As I move forward in my career, I will apply these principles by designing and evaluating systems that prioritize both functionality and user experience. I will continue to refine my ability to structure information effectively, assess system performance, and adapt retrieval tools to meet diverse user needs. To remain current, I will engage with professional literature and ongoing developments in information retrieval, metadata standards, and user-centered design. By doing so, I will be better prepared to contribute to information systems that provide reliable, accessible, and meaningful access to information.

References

Bates, M. J. (1999). The invisible substrate of information science. Journal of the American Society for Information Science, 50(12), 1043–1050.

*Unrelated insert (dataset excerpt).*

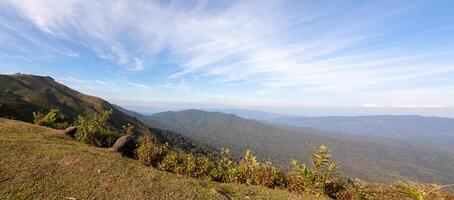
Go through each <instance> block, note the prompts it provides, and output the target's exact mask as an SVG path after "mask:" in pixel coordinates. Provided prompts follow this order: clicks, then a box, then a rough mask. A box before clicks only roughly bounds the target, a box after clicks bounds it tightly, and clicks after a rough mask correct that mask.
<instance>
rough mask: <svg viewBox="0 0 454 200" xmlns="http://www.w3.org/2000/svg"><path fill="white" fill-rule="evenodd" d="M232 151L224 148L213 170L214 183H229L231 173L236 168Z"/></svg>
mask: <svg viewBox="0 0 454 200" xmlns="http://www.w3.org/2000/svg"><path fill="white" fill-rule="evenodd" d="M229 153H230V150H229V149H224V148H222V150H221V158H220V159H219V161H218V162H217V163H216V165H215V167H214V168H213V170H211V175H210V176H211V178H212V179H213V180H214V181H218V182H228V181H229V171H230V170H231V168H232V167H233V166H234V164H235V163H234V162H233V161H232V160H231V159H230V157H229V156H230V155H229Z"/></svg>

Bates, M. J. (2007). What is browsing—really? A model drawing from behavioural science research. Information Research, 12(4).

De Sabbata, S., Mizzaro, S., & Reichenbacher, T. (2015). Geographic dimension of relevance. Journal of Documentation, 71(4), 650–666.

Fisher, K. E., & Fulton, C. (2022). Information communities. In S. Hirsh (Ed.), Information services today: An introduction (3rd ed.). Rowman & Littlefield.

Hirsh, S. (2022). Information services today: An introduction (3rd ed.). Rowman & Littlefield.

Tucker, V. M., & Edwards, S. L. (2021). Search evolution for ease and speed: A call to action for what’s been lost. Journal of Librarianship and Information Science, 53(4), 668–685.